Déficit de communication pour l'agence France museums

Alors que la ministre de la culture Christine Albanel s'apprête à fouler le sol des Emirat Arabes Unis pour finaliser l'accord d'implantation du Louvre à Abu Dhabi à l'horizon 2012, on peut s'interroger sur l'image négative que les autorités françaises ont laissé s'installer dans les médias. L'embarras qui saisit les porteurs français du projet semble à la mesure de l'écho médiatique majoritairement vouée aux thèses des pourfendeurs du projet, qui ne voient en cet accord qu'une odieuse marchandisation de l'Art.
Comme si art, puissance, et argent n'avait jamais été profondément liées ! Est-il besoin de rappeler que l'immense majorité des œuvres occidentales - et singulièrement le Louvre lui même - est naturellement le fruit d'un mécénat n'ayant rien de gratuit sur le plan politique, symbolique et financier. Et d'oublier que la diplomatie culturelle qui a négocié avec Renaud Donnedieu de Vabres cet accord est aussi celle qui a porté en 2005 la convention sur la diversité culturelle de l'Unesco sur les fonds baptismaux. La posture parisianiste feint d'ignorer l'enjeu central de la présence de la France aux Emirats affublant les autorités émiraties des plus épais clichés d'une condescendance frisant le néocolonialisme, voire l'islamophobie. Les gardiens de la "culture française" s'indignent ainsi que l'accord s'inscrive dans un immense projet touristique, alors que le Louvre à Paris n'a naturellement pas le moindre rapport avec l'économie du tourisme ! Ils ne saisissent pas non plus que les Emirats en investissant sur l'économie de la connaissance et de la culture - la Sorbonne vient de s'implanter aussi sur place- anticipent la fin de l'économie du pétrole. Enfin, ils ne perçoivent pas non plus que s'adresser à l'occident pour construire, avec le Louvre et le Guggenheim un musée universel, est aussi un signal politique adressé par les EAU aux puissances théocratiques de la région et aux fondamentalistes.

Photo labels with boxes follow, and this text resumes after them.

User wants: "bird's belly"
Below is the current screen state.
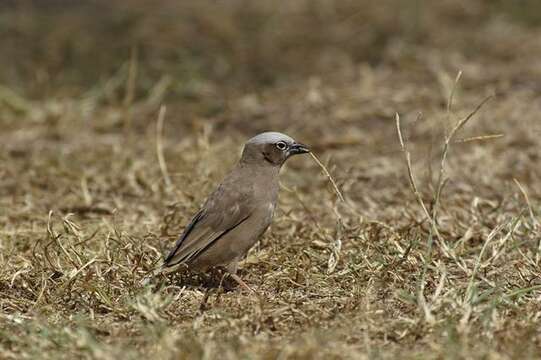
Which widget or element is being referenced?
[188,206,274,270]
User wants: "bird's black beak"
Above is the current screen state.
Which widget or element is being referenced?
[288,143,310,156]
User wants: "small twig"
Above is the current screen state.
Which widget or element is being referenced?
[310,152,346,202]
[156,105,172,188]
[513,179,539,226]
[453,134,503,144]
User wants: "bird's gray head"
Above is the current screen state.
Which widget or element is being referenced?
[241,132,310,166]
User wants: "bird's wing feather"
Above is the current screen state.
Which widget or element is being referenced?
[164,180,252,267]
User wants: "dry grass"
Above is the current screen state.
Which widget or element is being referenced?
[0,0,541,359]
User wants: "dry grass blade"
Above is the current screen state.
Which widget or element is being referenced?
[156,105,173,188]
[310,151,346,202]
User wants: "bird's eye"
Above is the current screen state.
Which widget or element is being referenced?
[276,141,287,151]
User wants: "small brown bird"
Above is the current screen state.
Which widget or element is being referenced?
[150,132,310,290]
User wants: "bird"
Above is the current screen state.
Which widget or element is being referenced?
[146,132,310,291]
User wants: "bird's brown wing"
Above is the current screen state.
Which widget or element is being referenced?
[163,184,252,267]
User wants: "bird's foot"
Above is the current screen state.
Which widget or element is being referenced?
[230,274,257,294]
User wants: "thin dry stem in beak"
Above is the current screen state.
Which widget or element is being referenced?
[310,151,346,202]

La peur est mauvaise conseillère et la jeune Agence France-museums devrait rapidement - et ce n'est pas une question de manque de moyens - corriger sa stratégie de communication pour ne pas subir les foudres du microcosme parisien, voire la désinformation pure quand il a été question dans la presse de vente d'œuvres. L'agence doit maintenant imposer son agenda en communiquant massivement :




  • - sur l'implantation de Beaubourg à Shanghai par exemple,
    - en jouant le jeu de la transparence dans la répartition des fonds perçus et faire œuvre de pédagogie concernant les raisons impérieuses de l'implantation du Louvre dans le Golfe et tout simplement sa raison d'être sur le plan de la diplomatie culturelle.